From the regulatory measures of the Monetary Authority of Singapore (MAS), it can be seen that the global regulatory direction is extending

As the government agency that centrally manages the entire financial ecosystem of Singapore, the Monetary Authority of Singapore (MAS) has been implementing the Payment Services Act 2019 since 2020. Digital payment token service As a type of payment service under this act, the relevant enterprises engaged in DPT need to apply for the following licenses to legally conduct business:

  • Major paymentinstitution License (MPl) : It allows enterprises to provide a wide range of payment services without any amount restrictions
  • Standard Payment Institution License (SPl) : There are amount restrictions on enterprises (monthly transactions: no more than one transaction per month) "6M
  • Banks (licensed) : If banks provide DPT services, they can be recognized under their existing banking licenses

The Monetary Authority of Singapore defines digital payment token services as:

  • Buying and selling digital payment tokens (such as Ethereum and Bitcoin)
  • Provide a platform for others to conduct digital payment token transactions (for example, exchanges)
  • Hold the digital payment token assets of customers (for example, custody services)
  • Promote the exchange between digital payment tokens and fiat currencies (for example, OTC)

The five key compliance points that the Monetary Authority of Singapore values most are:

  • Anti-money laundering (AML)/Anti-terrorist financing (CFT) : For instance, the enterprise has a complete KYC/KYT process, sanctions list screening, and STR reporting capabilities
  • Customer asset protection: Complete isolation of customer assets from operating funds, and prohibition of misappropriation of customer assets. The proportion of assets kept in a cold wallet should be no less than 98%, while assets in a hot wallet need to be fully covered by insurance
  • Technical security and controllability: Comprehensive technical security control, such as wallet signature security, permission management, multi-level approval, and providing traceable complete audit logs
  • The executive qualifications should be appropriate and Proper: The management team must have a background in financial or crypto compliance and must not have a criminal record
  • Substance of a legal person: Establish a substantive operational entity in the registered area, appoint a full-time compliance officer, set up an actual office location, and strictly prohibit the operation mode of "shell companies"

From the above five key compliance points that are highly valued, it can be seen that the Monetary Authority of Singapore pays particular attention to the security of customer funds, the strict enforcement of anti-money laundering compliance processes, relationship management with third-party service providers, whether there is business dealings with sanctioned countries, and the sustainability of subsequent compliance operations. These regulatory priorities show obvious commonalities with the regulatory scope and compliance standards of the current consultation documents in Hong Kong (as described above).

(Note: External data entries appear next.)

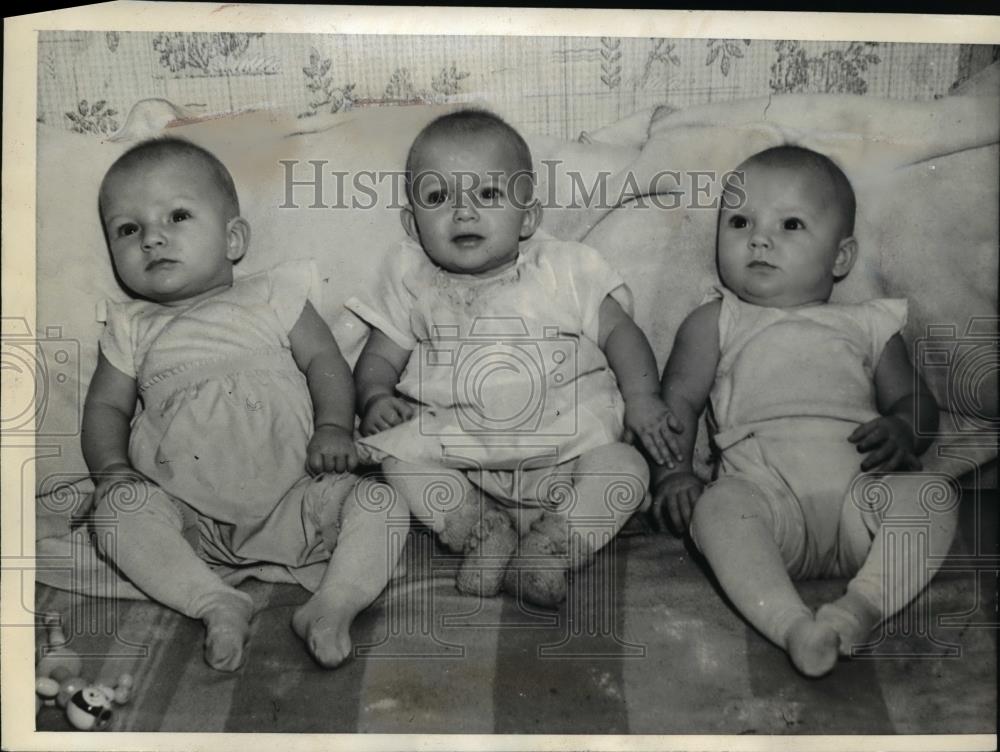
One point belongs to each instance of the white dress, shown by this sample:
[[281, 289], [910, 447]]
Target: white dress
[[507, 369], [226, 417]]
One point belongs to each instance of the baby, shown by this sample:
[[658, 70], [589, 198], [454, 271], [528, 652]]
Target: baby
[[798, 387], [502, 370], [241, 451]]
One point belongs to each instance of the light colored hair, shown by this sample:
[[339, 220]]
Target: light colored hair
[[800, 158], [469, 122], [168, 148]]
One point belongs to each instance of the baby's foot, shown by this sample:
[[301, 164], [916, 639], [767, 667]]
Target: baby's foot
[[853, 619], [324, 624], [812, 646], [538, 574], [227, 629], [487, 552]]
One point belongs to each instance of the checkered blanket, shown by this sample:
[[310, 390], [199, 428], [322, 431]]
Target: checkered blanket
[[645, 645]]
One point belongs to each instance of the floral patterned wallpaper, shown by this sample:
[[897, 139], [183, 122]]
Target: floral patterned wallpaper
[[88, 81]]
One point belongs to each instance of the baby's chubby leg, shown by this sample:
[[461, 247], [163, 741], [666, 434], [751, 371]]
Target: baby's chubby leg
[[361, 565], [733, 525], [895, 531], [584, 510], [465, 519], [149, 547]]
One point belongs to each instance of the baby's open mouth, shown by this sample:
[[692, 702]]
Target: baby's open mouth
[[467, 240], [159, 264]]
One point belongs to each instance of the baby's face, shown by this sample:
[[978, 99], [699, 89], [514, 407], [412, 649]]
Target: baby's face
[[168, 231], [464, 211], [785, 244]]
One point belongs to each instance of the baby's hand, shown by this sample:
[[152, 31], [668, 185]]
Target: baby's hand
[[648, 418], [383, 413], [890, 442], [678, 492], [331, 450]]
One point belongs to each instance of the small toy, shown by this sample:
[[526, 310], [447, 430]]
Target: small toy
[[89, 710], [88, 705], [68, 688], [47, 688]]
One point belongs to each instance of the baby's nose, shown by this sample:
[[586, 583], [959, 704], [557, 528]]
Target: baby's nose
[[152, 238], [465, 210]]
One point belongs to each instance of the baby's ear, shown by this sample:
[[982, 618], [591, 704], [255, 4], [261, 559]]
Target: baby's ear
[[237, 238], [532, 218], [847, 254], [409, 220]]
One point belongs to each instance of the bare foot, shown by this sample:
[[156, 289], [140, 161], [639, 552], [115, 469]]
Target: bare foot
[[487, 552], [538, 573], [324, 624], [227, 629], [812, 646], [853, 619]]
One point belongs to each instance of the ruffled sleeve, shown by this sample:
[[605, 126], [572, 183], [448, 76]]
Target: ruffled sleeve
[[729, 312], [389, 308], [290, 285], [117, 342], [590, 280], [884, 317]]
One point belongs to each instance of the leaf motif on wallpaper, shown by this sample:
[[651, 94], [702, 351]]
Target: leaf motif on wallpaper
[[611, 55], [448, 81], [661, 55], [725, 50], [320, 83], [48, 62], [400, 87], [96, 118], [835, 71], [197, 54]]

It is worth noting that in the field of digital asset custody services, the regulatory approaches of Hong Kong and Singapore are basically the same, with the main applicable objects both focusing on centralized custody service providers that directly hold institutional clients' private keys or keep clients' funds.

The impact and opportunities brought to the hosting industry

There is no doubt that the legislative move by the Hong Kong government to establish a licensing system for digital asset trading and custody service providers marks a new stage in the development of digital assets in Hong Kong, aiming to consolidate and enhance Hong Kong's strategic position as a global digital asset center. It can be foreseen that the increasingly clear regulatory framework will become an important catalyst for the upgrading of custody services, not only promoting the improvement of the compliance risk control system, but also stimulating business model innovation. Against this backdrop, market players that focus on providing high-security and high-compliance managed services for institutional and enterprise clients will enter a strategic opportunity period of vigorous development.